1. Introduction

Source code, command lines, and most computer interaction at its most basic level consist of characters. On the other hand, most characters are not represented by keys on a regular keyboard, many are not printable at all, and yet another group are complex control characters.

In this tutorial, we’ll discuss character escaping in Bash. First, we briefly describe how machines represent characters. After that, we explore types of strings in Bash. Next, the character escaping in pure Bash is discussed in detail. Finally, we look at specific cases where escaping is involved.

We tested the code in this tutorial on Debian 11 (Bullseye) with GNU Bash 5.1.4. It is POSIX-compliant and should work in any such environment.

2. Characters

Usually, apart from a pointer, users have one other method to enter data – text. To represent text, machines use a succession of bytes. They encode characters based on a predefined code table, usually ASCII or Unicode.
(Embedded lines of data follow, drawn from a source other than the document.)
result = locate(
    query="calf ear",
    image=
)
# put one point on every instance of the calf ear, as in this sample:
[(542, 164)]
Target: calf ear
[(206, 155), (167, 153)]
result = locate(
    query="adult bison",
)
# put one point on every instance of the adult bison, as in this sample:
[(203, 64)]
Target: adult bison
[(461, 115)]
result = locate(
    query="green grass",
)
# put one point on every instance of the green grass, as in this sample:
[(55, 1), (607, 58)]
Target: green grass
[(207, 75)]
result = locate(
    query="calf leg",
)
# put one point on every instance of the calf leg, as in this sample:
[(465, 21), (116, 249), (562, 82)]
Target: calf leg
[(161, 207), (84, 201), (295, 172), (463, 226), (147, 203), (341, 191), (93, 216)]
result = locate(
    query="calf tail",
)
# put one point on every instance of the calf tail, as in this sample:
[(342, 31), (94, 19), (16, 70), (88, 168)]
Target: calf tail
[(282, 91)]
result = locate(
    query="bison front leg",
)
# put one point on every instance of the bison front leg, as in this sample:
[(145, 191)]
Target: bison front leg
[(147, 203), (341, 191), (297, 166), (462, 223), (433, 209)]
Types of characters roughly include:

Since we’re dealing a lot with characters, in this article, we use the angle bracket notation to represent them with names from these tables.

Importantly, we must have a way to write out any character we need, be it ASCII, Unicode, or a custom encoding. Unfortunately, we have a minimal set of keyboard keys to represent many different text symbols.

3. Bash Strings

Writing and storing characters are two separate actions because no keyboard has keys for every possible symbol.
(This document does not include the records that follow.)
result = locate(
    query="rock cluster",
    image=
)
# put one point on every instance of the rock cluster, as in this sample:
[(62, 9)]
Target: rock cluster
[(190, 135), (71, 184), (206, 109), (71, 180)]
In Bash, the text is stored as strings. In fact, all Bash variables are just strings of characters. They are usually direct, single-quoted, or double-quoted sequences.
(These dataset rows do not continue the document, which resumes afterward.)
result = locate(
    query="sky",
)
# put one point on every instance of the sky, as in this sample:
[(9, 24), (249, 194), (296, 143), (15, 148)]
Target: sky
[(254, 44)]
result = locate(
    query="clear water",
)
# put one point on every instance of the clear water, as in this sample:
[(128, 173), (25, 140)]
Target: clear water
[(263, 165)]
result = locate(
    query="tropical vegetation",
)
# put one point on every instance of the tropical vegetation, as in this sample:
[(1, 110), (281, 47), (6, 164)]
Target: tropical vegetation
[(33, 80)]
Importantly, the difference between these methods is that we interpret or interpolate certain combinations of characters in one context and take them literally in another.

3.1. Single Quotes

Within single quotes, we don’t interpolate anything:

$ text='a $(echo b) c'
$ echo "${text}"
a $(echo b) c

Note how all text within the single quotes is preserved. No interpolation is done, but this means we also can’t, under any circumstances, have a single quote directly within the single quote.

3.2. Double Quotes

When using double quotes, we preserve the literal value of most characters:

$ text="a"
$ text="${text} $(echo "b") c"
$ echo "${text}"
a b c

First, we assign <a> to text directly, with just the [a] key. After that, we acquire its value via variable expansion with ${text}. Here, the $ <dollar-sign> combination gets interpreted. Finally, we concatenate this value with an expression and yet another character, assigning back to text.

3.3. No Quotes

As long as the string adheres to certain rules, we can skip the quotes:

$ text=a$(echo b)c
$ echo ${text}

We discuss some of the rules in the next section.

3.4. Special Quoting

Double-quoting text with a <dollar-sign> prefix causes a string to be translated based on the current locale. Thus, the string’s final translation is double-quoted. Importantly, this article does not deal with locales and assumes C as the default one for all examples.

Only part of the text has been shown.